Funny, I was looking at pygmy puffers in a fish shop yesterday! Some great suggestions so far, thanks so much everyone. 

I'm not sure if I'm ready to delve into the world of marine yet, I do love my tropicals and my coldwaters


----------



## dbrack (Aug 9, 2013)

what about an axolotl? bit different to fish. I beleive you could get a pair in a 110L tank. I might be wrong though.


----------



## Fargle (Aug 8, 2013)

Depends on the shape of the tank, axolotl's need bottom surface area so a long low tank better than a taller tank. 

I have a tank with 6 figure 8 puffers and they're lovely little things, but species only, as with most puffers.


----------



## Mynki (Mar 24, 2010)

MRGertrudico said:


> Sorry i hadnt seen the capacity of the tank.
> If you want something different, puffers are pretty original fishes and i would addto the list tanganika cichlids


 A 110 litre tank is too small for the vast majority of Tanganyikan cichlids, not only due to their physical size but also because of their territorial requirements.

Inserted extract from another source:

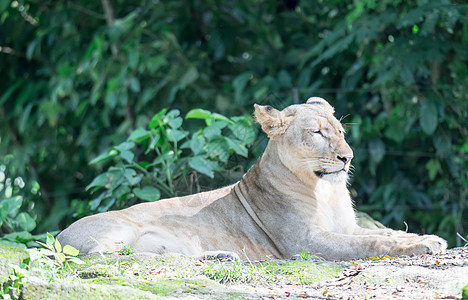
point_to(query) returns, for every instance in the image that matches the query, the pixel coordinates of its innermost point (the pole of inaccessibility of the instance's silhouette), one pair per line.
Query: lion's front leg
(345, 247)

However it would be fine for some of the small shell dwelling species which are interesting to keep.  

I'm just pointing that out in case anyone else tries to keep tangs in a tank that is too small.


----------



## Stan193 (May 27, 2009)

How about hillstream loaches, they're a bit different, they want lots of current and well oxygenated water but there's temperate as well as tropical species.


----------



## Fargle (Aug 8, 2013)

How about keeping a "mainstream" species but in a more challenging environment. I've seen some excellent set-ups with barbs in a very fast flowing rocky river set-up. Tank was about half full with lots of slate and had an external filter hidden and then a powerhead creating lots of flow over the rocks.


----------



## MRGertrudico (Jan 2, 2014)

Mynki said:


> A 110 litre tank is too small for the vast majority of Tanganyikan cichlids, not only due to their physical size but also because of their territorial requirements.
> 
> However it would be fine for some of the small shell dwelling species which are interesting to keep.
> 
> I'm just pointing that out in case anyone else tries to keep tangs in a tank that is too small.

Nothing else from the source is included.